Stenocara gracilipes beetles.

Gracilipe Stenocara beetle mainly lives in hot, dry areas, away from the tree-lined coastline and grass. Every morning, when the fog began to pour in, they climbed to the top of the dunes again, getting ready for the "trap" of the fog.

Usually the wings of the beetle are quite smooth, but the wings of Stenocara gracilipes are very grainy. After crawling to the top of the dunes, they lowered their heads, high in the tail, creating a 45 degree angle to the ground.

The wind carrying the fog swept across all things, not forgetting to blow the Stenocara gracilipes, "throwing their butt in the sky". Having encountered an obstacle, tiny particles of mist are trapped.

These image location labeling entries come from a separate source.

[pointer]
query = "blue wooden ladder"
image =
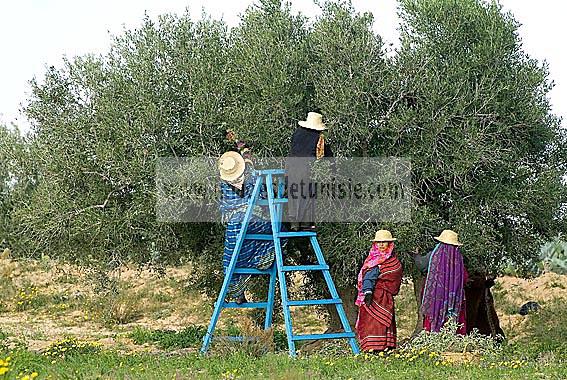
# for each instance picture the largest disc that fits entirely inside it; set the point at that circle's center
(278, 270)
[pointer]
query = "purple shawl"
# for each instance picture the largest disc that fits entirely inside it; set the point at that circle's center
(443, 292)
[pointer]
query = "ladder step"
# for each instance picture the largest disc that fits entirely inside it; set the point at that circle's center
(236, 338)
(323, 336)
(264, 202)
(296, 234)
(291, 268)
(245, 305)
(251, 271)
(331, 301)
(259, 237)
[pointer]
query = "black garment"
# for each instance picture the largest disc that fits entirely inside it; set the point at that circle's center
(369, 279)
(304, 143)
(481, 314)
(300, 189)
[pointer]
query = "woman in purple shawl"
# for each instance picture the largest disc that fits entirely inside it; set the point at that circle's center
(444, 289)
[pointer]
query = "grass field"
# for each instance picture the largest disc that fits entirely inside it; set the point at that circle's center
(58, 322)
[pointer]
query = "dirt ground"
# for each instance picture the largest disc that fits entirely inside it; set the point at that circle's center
(44, 301)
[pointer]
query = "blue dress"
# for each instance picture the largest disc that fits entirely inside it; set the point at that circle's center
(257, 254)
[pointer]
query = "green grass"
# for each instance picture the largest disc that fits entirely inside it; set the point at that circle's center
(547, 331)
(112, 365)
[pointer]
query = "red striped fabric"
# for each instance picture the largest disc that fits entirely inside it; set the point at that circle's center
(376, 324)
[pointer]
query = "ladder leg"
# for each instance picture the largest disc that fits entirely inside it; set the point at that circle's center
(279, 266)
(230, 270)
(271, 298)
(334, 294)
(218, 306)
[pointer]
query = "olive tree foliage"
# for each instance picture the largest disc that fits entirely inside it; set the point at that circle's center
(473, 115)
(100, 125)
(460, 99)
(17, 179)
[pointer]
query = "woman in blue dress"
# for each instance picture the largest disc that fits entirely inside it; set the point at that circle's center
(237, 184)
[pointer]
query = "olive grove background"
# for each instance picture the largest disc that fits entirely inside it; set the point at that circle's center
(460, 99)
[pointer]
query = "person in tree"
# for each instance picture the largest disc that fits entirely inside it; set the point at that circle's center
(307, 145)
(444, 287)
(379, 280)
(240, 146)
(236, 185)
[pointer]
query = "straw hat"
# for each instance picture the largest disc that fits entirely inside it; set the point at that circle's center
(448, 237)
(231, 166)
(383, 235)
(314, 121)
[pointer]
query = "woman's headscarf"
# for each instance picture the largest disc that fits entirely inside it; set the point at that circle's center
(375, 257)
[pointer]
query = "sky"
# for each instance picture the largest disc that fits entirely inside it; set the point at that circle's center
(36, 34)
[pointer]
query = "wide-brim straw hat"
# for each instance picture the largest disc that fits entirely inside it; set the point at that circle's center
(231, 166)
(449, 237)
(314, 121)
(383, 235)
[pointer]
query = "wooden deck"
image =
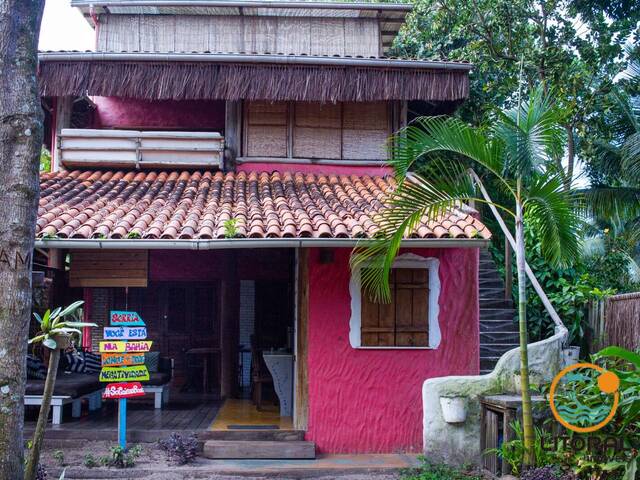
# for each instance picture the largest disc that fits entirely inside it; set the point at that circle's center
(180, 415)
(184, 415)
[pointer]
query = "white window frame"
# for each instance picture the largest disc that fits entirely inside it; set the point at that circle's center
(407, 260)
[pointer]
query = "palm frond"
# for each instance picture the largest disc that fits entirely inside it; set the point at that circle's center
(427, 135)
(417, 200)
(554, 212)
(617, 204)
(532, 135)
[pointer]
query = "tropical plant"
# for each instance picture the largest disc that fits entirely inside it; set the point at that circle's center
(581, 401)
(518, 153)
(120, 457)
(55, 333)
(513, 451)
(180, 450)
(434, 471)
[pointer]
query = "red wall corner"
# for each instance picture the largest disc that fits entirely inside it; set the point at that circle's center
(369, 401)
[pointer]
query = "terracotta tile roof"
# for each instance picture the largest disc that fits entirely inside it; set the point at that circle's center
(196, 205)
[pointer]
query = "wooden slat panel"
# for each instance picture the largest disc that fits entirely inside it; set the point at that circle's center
(157, 33)
(112, 268)
(123, 33)
(327, 36)
(225, 34)
(361, 37)
(260, 34)
(316, 132)
(192, 30)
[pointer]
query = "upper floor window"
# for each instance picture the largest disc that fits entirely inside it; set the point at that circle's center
(410, 320)
(313, 130)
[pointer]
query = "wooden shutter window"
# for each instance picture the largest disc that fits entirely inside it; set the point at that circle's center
(404, 322)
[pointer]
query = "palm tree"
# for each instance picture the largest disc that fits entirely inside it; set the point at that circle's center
(517, 152)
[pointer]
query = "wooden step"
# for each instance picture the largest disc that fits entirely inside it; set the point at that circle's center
(232, 449)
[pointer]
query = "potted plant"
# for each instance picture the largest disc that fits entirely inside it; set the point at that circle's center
(55, 334)
(454, 408)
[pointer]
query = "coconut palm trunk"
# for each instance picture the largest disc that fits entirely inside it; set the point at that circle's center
(38, 434)
(527, 417)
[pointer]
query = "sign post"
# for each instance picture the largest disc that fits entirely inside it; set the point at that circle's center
(123, 363)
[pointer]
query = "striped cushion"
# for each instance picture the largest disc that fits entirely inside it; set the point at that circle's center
(35, 368)
(92, 362)
(75, 362)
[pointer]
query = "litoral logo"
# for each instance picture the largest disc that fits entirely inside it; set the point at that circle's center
(586, 418)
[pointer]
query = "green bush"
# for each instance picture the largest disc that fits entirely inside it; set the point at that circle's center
(434, 471)
(121, 458)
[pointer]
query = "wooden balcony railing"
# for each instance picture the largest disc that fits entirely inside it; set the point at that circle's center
(140, 149)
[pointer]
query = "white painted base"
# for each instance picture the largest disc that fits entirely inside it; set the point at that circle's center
(94, 399)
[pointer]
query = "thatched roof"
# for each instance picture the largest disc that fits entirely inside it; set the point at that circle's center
(252, 77)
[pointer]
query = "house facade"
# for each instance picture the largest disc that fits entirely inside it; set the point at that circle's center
(214, 163)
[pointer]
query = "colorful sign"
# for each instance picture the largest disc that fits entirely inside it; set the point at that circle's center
(119, 347)
(123, 390)
(125, 333)
(118, 366)
(138, 373)
(579, 417)
(122, 359)
(125, 319)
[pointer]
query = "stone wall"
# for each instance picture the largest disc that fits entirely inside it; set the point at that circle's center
(460, 443)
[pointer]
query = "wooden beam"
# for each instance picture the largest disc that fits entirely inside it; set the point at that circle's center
(301, 419)
(63, 109)
(229, 317)
(232, 133)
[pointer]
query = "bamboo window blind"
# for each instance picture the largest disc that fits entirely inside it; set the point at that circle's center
(404, 322)
(314, 130)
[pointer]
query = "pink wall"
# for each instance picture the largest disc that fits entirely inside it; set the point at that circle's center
(370, 400)
(115, 112)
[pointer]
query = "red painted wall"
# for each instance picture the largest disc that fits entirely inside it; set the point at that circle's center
(370, 400)
(115, 112)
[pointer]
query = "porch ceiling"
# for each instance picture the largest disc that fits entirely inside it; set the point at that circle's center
(173, 205)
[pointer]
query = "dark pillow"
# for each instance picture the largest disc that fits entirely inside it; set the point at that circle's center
(75, 362)
(35, 368)
(152, 361)
(92, 362)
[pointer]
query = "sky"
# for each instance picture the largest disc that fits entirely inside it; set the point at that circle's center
(64, 28)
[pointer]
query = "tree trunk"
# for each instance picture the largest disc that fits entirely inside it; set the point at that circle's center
(527, 418)
(20, 144)
(38, 435)
(571, 156)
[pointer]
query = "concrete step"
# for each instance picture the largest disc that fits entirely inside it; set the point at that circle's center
(496, 302)
(273, 450)
(494, 326)
(499, 336)
(495, 349)
(497, 313)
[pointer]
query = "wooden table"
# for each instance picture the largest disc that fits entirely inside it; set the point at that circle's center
(206, 353)
(497, 412)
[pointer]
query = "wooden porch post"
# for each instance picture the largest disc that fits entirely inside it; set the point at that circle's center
(229, 316)
(301, 419)
(63, 108)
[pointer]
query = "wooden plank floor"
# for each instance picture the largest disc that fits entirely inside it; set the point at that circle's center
(178, 415)
(244, 412)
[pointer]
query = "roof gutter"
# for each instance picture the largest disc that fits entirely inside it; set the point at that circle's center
(403, 7)
(222, 244)
(244, 58)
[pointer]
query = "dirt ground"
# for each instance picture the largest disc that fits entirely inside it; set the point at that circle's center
(152, 465)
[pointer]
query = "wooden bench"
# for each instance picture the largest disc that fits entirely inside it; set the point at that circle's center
(57, 402)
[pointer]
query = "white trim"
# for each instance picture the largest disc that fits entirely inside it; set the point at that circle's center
(407, 260)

The rough surface of the Stenocara gracilipes is the key to catching the fog. They both prevented the wind from sweeping the dews that just clung to them, and facilitated other mist particles to continue "trapping".

In order to collect a drop of water, the Stenocara gracilipes must also be "buttocks" for hours.

Gradually, tiny frosts began to accumulate, eventually large enough to form a drop of water. The grooves on the wings of the Stenocara gracilipes are bowing down to bring the water down, to the mouth of dryness.

Of course, to collect a drop of about 5 mm in diameter, Stenocara gracilipes will have to "butt" for hours. But just like "Patience is the mother of success" , their hardship finally pays off.

With very high water droplets, Stenocara gracilipes satisfies the thirsty, refreshing start of a new day, vigorously resisting the terrifying heat.